La storia della Befana
A essere sincero me lo aspettavo. Cosa? Che anche la Befana, dopo Santa Lucia e Babbo Natale si facesse viva per avere la sua parte di notorietà.
Questa volta il suo scritto mi è arrivato volando, ma non come a Harry Potter con un bel gufo, ma tramite un corvo che, transitando sopra il mio cortiletto, mi ha lasciato cadere una busta, e che una volta aperta ha subito lasciato capire l’antifona. Perciò non posso far altro che procedere e raccontarvi anche di lei.
Inizio con una precisazione sul nome befana, che deriva dal termine Epifania, parola di origine greca che significa manifestazione, apparire, e legato alla festività religiosa dei Magi che, seguendo l’apparizione della stella, portarono i doni a Gesù Bambino.
Da questo termine ecco nascere, dal volgare latino Befanìa, il nome dato a un fantoccio di cenci che i bambini mettevano sul davanzale della finestra il giorno dell’Epifanìa. Tuttavia diverse sono le leggende e le tradizioni che ne rivendicano l’appartenenza.
In alcune terre vige ancora l’uso di bruciare un fantoccio a mo’ di befana, come ben augurante, rito propiziatorio legato ai ritmi della natura. Questa figura femminile si vuole, salvo rarissime eccezioni, vecchia, curva, vestita molto miseramente, con un nero cappellaccio o fazzoletto sul capo dove capelli figurano bianchi in disordine e uno scialle sgualcito sulle ricurve spalle, porta con sé una scopa di saggina che gli serve come destriero sulla quale, cavalcioni, e con un sacco sulle spalle, se ne invola per raggiungere paesi e città.
La somiglianza iconografica con l’immagine della strega, come si può intuire, è molto forte. Il suo compito è di portare dei piccoli regali, soprattutto dolciumi, a tutti i bambini/e che fanno trovare, una volta si metteva sopra il caminetto, una calza che lei riempie, sempre con la clausola che prevede un po’ di carbone a tutti quelli che non sono stati proprio buoni – attenzione al buono, non al bravo -.
Oggi in commercio si trovano calze già confezionate e più o meno impreziosite, tuttavia una volta si ricorreva alle calze di lana realizzate dalle nonne, questo soprattutto nelle zone montane e di campagna. Moltissime sono le filastrocche che la raccontano, cito quella che ancora ricordo dai tempi dell’asilo, diceva così:
La Befana vien di notte
con le scarpe tutte rotte
coi rattoppi alla sottana
viva, viva la Befana.
Simpatica è anche la canzone di Nicola Palladino, dal titolo: La Befana, così come la poesia di Gianni Rodari dedicata ai bambini dal titolo “Alla Befana”. Molti sono gli aneddoti e le barzellette che si raccontano su questa caratteristica figura, in parte anche come sfottò verso le donne, simpatiche battute purché contenute nella decenza e nel rispetto e, visto che l’ho detto, ve ne regalo qualcuna.

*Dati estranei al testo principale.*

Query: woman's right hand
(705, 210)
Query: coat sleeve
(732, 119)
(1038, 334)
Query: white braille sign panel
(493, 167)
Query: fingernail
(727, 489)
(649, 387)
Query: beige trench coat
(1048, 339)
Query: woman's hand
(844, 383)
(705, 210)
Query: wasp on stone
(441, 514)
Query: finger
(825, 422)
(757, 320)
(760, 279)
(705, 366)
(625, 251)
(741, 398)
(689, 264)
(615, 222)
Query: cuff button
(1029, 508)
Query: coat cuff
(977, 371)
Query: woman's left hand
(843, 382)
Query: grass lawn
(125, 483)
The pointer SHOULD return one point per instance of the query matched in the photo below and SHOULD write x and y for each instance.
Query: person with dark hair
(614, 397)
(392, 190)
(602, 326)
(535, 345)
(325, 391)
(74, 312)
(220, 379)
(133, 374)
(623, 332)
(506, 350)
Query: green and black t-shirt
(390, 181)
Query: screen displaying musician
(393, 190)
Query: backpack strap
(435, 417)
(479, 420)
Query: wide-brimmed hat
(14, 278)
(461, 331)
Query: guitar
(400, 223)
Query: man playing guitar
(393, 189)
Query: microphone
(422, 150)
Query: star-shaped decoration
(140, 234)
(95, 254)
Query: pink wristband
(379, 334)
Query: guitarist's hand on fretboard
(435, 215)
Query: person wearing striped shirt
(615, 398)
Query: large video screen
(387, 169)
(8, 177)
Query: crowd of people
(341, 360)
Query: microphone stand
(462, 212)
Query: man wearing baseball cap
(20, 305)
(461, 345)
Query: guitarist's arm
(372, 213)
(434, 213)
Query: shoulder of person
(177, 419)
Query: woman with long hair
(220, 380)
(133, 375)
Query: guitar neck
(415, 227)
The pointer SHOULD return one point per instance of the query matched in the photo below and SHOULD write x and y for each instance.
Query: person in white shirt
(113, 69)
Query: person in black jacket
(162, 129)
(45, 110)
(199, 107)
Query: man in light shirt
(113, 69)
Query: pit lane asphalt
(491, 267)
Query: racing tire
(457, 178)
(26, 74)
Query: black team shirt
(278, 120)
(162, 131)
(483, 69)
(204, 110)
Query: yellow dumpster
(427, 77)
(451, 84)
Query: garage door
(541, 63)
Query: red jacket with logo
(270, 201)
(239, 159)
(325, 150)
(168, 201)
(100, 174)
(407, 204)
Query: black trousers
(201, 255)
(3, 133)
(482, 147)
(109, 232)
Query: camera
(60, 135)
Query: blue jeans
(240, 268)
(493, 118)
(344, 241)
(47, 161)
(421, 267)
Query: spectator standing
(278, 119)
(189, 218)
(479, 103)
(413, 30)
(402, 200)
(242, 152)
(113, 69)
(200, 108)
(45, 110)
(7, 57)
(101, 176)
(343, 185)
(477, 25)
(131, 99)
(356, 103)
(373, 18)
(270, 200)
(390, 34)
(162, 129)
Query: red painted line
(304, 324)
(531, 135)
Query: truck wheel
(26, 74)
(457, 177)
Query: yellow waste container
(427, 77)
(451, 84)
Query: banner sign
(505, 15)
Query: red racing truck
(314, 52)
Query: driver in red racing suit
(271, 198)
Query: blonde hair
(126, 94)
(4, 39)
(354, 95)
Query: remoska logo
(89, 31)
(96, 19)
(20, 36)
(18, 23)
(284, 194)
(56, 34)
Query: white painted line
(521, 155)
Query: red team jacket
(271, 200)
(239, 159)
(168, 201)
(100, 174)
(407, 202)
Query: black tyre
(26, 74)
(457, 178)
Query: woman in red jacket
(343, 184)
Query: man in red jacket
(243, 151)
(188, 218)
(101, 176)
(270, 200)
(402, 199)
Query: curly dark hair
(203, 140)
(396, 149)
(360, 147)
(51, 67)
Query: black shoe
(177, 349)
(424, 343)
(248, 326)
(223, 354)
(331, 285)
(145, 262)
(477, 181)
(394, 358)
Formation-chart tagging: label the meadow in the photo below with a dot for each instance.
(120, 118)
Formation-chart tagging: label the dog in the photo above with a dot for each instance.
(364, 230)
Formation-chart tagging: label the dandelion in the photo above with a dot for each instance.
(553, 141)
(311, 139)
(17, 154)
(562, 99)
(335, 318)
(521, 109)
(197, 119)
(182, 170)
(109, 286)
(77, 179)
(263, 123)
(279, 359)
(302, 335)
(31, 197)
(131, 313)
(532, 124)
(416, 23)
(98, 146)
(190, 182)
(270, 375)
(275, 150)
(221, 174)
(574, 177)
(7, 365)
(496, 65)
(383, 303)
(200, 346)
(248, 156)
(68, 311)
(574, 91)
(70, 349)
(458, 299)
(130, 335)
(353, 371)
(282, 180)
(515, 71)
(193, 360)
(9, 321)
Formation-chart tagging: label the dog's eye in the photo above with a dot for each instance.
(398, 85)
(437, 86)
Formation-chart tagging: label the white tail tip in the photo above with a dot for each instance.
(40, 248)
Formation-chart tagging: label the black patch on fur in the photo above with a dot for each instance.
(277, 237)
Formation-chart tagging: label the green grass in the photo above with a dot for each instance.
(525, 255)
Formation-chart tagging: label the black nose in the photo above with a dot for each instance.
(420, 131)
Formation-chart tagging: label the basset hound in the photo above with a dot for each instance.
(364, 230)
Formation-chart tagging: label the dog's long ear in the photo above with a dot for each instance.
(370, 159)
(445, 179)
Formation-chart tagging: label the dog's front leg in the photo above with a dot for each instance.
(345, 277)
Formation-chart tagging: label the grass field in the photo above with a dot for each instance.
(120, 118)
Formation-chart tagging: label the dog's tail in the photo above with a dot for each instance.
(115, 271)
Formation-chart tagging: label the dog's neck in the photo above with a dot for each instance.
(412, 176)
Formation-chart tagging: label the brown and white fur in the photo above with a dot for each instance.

- Ciao, potresti inviarmi una tua foto? I miei amici non credono che io conosca di persona la befana. (di anonimo).
- Cara, tra le carte ho trovato questo documento con la tua foto. L’intestazione dice: A.B.I. Associazione Befane Italiane. Ne sai niente!
- Oh bella, io pensavo che la festa delle donne fosse solo l’otto marzo, invece scopro che è anche il 6 gennaio! Non si è mai finito d’imparare!
Prima di terminare vi lascio questo termine meneghino, che la apostrofa così: “mòffa strangòssera”, che tradotto vuol dire “vecchia deforme, Befana”, da cui si evince che purtroppo la protagonista non è una bella e giovane signora ma proprio una d’età vetusta.
Comunque sia, buona befana a tutti i bambini.